私は震える指で、IMAXで見るTENETを捨てた。
ごめんなさい、クリストファー・ノーラン…。いつかまたIMAXでみるし、多分重厚で謎がいっぱい残りそうだから、いまは楽しげに歌って踊るイケメンたちを今は見させて…何も考えたくないの…。頭を使うのは仕事だけで十分なの…。これまであなたの作品は全て観てるし…、それにヒプノシスマイクの舞台については全然観るつもりなかったのよ。本当は。でも、YouTubeで2.5次元俳優さんたちの歌のうまさに驚いていたから…ずっと、頭の中にあったし、ナゴヤディビジョンの完成度が高くて…
とまあノーランに届くこともないが、「推しは出ないけど、でもナゴヤのクオリティ高いし」「舞台に行けないけど人混みも避けて観られるし」「これは運命」と、ひとしきり自分に言い聞かせて、かなり勇気を出して2.5次元ライブビューイングのチケットを買ったのである。
開始30秒で回収される4000円
オープニングの一番手が出てきてラップ初めて30秒くらいで「4000円は安かったな」と感じるクオリティのダンスとキャラ感とラップ。派手な舞台装置。
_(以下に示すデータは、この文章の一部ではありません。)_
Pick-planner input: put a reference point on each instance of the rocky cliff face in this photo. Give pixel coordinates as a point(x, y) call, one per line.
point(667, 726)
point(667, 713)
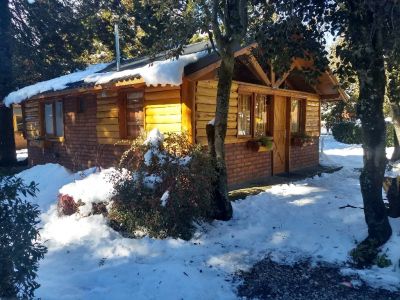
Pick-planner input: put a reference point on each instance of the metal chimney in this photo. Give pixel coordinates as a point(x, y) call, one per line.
point(117, 50)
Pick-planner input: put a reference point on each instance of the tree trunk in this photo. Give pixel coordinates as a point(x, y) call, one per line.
point(216, 143)
point(7, 142)
point(395, 107)
point(372, 92)
point(392, 189)
point(396, 150)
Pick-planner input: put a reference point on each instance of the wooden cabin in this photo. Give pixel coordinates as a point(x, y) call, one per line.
point(18, 124)
point(82, 125)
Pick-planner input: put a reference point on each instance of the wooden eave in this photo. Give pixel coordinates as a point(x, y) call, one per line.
point(93, 89)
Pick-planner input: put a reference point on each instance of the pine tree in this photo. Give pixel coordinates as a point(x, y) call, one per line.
point(7, 143)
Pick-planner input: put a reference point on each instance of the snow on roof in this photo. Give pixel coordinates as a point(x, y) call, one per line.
point(159, 72)
point(55, 84)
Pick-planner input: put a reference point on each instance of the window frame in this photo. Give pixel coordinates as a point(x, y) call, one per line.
point(54, 136)
point(123, 111)
point(301, 115)
point(252, 115)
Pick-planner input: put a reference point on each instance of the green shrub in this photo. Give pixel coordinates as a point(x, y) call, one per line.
point(162, 188)
point(347, 133)
point(20, 249)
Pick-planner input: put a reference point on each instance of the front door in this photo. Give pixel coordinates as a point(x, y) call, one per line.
point(279, 134)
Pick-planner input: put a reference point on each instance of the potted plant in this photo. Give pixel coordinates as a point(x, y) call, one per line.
point(302, 140)
point(261, 144)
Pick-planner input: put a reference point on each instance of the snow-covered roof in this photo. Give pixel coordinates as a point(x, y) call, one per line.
point(161, 71)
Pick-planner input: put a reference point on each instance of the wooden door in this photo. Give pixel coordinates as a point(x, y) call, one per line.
point(279, 133)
4000円なんて、あの衣装の布切れの端くらい、いや、演者のカラコンの片目分くらいしかないのではなかろうか、いやあの電飾何個分や…くらいの気持ちにさせてくれる。そして思う、この舞台は黒字なのか。
何回稽古を積んだら、あんな暑そうな毛皮着て汗も見えない感じで踊れるようになるのかとか、足の角度、歩き方、立ち振る舞いをよくここまで設定してなりきったな…という驚きです。これが、"いくらだ、いくらつめばいい?"という感情なのか…、確実に人類は進化している。
ノーラン、忘れてた、これ世界観ヒプノシスマイクだった
ノーランに「頭使いたくない、重い話は遠慮するねごめんね⭐︎」と言っておきながら、ヒプノシスマイクは設定が重いこと忘れてた。
なんと物語のキーに宗教トラブルである。
しまった!ヒプノシスマイクはイケメンがラップしてかっこいいで終わるやつじゃなかった!麻薬、洗脳、ブラック労働、重税&圧政ほかの世界観!武力の代わりにマイクで精神攻撃!
チームメンバーに詐欺師、弁護士、なまぐさお坊さん、お笑い芸人、教師に騙されやすいビジュアル系ボーカル。坊さんいる時点で宗教系ありうる…!不覚ッッッ!
あわあわしながら、ことの顛末を見守るわたくし。
この舞台、気迫負けする
2.5次元の舞台は初めて見た。そして劇場で舞台を鑑賞するのとはわけがちがい、映画館なのでカメラワークでアップで映るわけです。
みんなすごい全力。そして目力。眼力。カラコン飛び出るんじゃないかってくらい目を見開くし、二階席まで届けようという気持ちが所作の振り方でわかる。素晴らしい。
半沢直樹の歌舞伎役者さんたちかな?というくらい決めポーズと決めダンスと決め台詞とキャラになり切る俳優さん。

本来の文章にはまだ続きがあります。